Making Healthcare Accessible

With Design & Data

Healthcare in the US is not a right, but a privilege of those who can afford it.


As a US national myself, I feel painfully close to this inequity, and I believe firmly that basic healthcare is a universal requirement for any state, its citizens and immigrants alike. 


The key metrics of any successful state should be the care they extend to its most impoverished.  To make that happen, the mechanisms of care needs to get smarter, extend farther, move proactively. We need to be smarter about how we use our data.

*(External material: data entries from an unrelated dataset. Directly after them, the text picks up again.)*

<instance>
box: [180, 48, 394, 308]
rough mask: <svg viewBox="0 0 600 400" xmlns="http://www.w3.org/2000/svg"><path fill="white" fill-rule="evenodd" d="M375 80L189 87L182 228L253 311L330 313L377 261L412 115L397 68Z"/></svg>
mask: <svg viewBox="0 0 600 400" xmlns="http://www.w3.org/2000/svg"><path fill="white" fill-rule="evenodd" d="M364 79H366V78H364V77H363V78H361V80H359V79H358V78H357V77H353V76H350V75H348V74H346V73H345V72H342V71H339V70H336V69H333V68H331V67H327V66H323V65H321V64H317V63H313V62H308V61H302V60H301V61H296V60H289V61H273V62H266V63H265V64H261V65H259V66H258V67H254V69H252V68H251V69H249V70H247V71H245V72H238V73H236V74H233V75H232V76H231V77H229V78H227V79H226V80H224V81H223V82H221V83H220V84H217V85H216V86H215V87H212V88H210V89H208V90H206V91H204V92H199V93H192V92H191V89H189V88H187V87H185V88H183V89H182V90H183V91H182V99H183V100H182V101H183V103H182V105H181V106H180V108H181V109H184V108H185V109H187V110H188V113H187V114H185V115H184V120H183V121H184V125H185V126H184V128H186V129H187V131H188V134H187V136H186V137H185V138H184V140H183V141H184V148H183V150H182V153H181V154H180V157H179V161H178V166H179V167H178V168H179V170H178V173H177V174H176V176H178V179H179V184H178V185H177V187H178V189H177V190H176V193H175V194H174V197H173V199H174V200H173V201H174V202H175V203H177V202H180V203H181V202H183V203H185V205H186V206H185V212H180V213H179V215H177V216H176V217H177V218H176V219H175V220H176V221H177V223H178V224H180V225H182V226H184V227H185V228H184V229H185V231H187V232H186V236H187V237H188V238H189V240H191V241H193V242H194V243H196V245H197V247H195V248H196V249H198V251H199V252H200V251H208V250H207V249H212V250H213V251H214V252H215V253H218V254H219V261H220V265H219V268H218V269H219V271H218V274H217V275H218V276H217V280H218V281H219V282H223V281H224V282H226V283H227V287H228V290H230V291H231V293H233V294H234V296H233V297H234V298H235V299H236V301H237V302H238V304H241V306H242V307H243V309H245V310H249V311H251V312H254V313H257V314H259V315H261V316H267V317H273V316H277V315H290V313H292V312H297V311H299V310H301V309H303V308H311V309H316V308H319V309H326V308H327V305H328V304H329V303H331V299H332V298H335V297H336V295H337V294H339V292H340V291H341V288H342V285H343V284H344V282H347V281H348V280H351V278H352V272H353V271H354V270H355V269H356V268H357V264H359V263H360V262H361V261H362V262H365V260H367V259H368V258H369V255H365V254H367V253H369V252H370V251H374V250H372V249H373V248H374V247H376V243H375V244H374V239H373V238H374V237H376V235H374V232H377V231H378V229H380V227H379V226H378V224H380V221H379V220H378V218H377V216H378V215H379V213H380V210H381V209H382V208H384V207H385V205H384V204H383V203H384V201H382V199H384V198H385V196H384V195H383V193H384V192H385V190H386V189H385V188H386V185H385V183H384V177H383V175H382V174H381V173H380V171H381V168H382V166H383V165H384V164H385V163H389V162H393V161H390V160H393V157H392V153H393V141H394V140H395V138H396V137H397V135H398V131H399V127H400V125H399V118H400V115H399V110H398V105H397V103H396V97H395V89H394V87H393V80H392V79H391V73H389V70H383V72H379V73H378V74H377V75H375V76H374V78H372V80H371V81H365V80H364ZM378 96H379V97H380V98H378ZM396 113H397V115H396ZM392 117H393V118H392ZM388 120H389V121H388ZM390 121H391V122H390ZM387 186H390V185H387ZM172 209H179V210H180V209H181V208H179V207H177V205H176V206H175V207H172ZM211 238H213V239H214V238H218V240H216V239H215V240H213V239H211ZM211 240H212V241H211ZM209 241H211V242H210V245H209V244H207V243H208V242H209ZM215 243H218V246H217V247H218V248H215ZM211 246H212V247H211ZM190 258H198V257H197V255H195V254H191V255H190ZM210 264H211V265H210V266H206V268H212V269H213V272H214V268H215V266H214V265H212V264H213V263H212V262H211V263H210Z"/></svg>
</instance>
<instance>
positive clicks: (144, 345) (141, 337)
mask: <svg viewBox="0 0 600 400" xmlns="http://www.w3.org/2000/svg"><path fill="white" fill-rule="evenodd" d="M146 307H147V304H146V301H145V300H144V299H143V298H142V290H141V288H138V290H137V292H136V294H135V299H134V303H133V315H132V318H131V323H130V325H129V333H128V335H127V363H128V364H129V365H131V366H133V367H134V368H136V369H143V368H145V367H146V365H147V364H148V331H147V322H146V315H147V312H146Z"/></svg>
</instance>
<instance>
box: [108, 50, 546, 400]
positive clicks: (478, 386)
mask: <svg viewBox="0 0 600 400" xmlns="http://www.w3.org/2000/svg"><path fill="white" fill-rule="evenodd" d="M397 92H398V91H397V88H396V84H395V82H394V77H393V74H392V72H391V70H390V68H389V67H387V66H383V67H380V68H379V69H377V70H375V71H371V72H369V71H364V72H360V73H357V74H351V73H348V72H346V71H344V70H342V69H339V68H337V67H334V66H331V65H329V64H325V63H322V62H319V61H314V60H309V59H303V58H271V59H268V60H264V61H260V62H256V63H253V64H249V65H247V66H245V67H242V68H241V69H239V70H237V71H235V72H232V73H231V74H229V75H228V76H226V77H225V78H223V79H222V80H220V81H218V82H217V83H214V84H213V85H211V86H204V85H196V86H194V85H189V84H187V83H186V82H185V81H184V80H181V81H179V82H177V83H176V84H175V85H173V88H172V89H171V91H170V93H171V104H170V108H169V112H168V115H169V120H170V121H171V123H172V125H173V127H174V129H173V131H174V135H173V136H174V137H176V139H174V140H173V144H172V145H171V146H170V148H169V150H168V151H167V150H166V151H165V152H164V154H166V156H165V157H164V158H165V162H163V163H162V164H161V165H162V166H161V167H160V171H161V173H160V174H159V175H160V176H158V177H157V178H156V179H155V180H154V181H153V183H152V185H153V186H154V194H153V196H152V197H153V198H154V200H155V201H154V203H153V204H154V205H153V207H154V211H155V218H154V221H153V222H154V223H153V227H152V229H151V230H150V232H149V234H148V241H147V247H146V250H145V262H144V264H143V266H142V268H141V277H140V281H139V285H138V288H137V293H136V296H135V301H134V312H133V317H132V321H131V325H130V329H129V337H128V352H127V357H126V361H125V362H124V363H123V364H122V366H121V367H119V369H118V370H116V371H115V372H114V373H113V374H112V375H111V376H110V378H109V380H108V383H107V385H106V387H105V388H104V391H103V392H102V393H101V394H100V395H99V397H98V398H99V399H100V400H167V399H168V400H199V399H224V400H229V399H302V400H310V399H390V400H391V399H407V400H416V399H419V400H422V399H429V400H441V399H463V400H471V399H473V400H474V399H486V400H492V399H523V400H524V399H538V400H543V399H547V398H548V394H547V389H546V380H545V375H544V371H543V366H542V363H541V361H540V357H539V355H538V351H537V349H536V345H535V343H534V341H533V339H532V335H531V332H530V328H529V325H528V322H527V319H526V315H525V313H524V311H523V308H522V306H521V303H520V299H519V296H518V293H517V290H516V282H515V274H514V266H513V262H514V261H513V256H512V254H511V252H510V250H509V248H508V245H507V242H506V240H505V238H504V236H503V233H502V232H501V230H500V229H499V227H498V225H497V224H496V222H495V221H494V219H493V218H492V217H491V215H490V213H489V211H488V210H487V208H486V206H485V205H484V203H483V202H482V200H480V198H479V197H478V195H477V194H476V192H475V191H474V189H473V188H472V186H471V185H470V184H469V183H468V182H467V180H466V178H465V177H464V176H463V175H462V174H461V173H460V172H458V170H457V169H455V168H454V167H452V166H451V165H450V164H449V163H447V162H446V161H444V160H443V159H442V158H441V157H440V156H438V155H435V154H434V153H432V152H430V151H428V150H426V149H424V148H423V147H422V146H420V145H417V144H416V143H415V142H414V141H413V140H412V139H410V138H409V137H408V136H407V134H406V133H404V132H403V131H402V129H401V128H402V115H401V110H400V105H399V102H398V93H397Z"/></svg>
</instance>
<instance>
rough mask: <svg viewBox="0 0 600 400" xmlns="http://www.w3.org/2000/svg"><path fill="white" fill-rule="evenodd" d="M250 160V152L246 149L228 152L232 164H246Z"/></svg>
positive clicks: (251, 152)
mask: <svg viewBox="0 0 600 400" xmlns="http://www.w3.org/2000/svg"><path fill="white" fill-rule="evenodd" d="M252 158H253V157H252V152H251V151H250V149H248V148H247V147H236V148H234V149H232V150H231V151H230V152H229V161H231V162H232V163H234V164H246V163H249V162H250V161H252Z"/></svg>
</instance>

While working in Boston with Goinvo, a consultancy focused on data and design in the healthcare space, I got to participate in this incredible revolution of data.


Collaborating with Boots + Walgreens, Partners Genomics, the State of Massachusetts, BD, Mount Sinai and others, we interviewed, shadowed, designed, tested and delivered product at all levels of the care journey.

Our ethos was that by empowering citizens to both own and share their data at will with their carers, they were enabling faster, more transparent, and more proactive care.


Then, we would investigate what the carer's or patient's journey was already. What their ideal path to care was, and then help our clients align with existing mechanisms, tools, and decision points in care to reduce or eliminate bloat – rather than pile on yet another tool.


Visual examples are sparce here due to NDAs, but my portfolio includes :


— Formulary Intervention tools. I worked with a pharmacy's existing software they used to recieve orders from carers and prescribe, designing in mechanisms that would anticipate an insurance's preferred brand, the doctor's referred brand, and also suggest any cheaper generics that might be available. This choice was then made available to the patient both at point of contact and through their existing pharmacy app.


— Heart and Continual Glucose Monitors, building design and technology into the fabric of a patient's everyday life – and tools for doctors to know when to intervene.


— Multiple Electronic Health Records specializing in telecare and user directed behavioral nudges that let them guide their own care journey and share their EHR with whoever they needed.


— Long-term health insurance providers, a service only made possible through proactive care and conservation of resources by preventing small health issues from becoming major ones down the road. This was accomplished by analyizing their customer's data, building key signifiers around developing chronic conditions, and then proactively offering care and resources. This enabled their curstomers to live longer, healthier lives and preserve resources otherwise spent on in-patient care.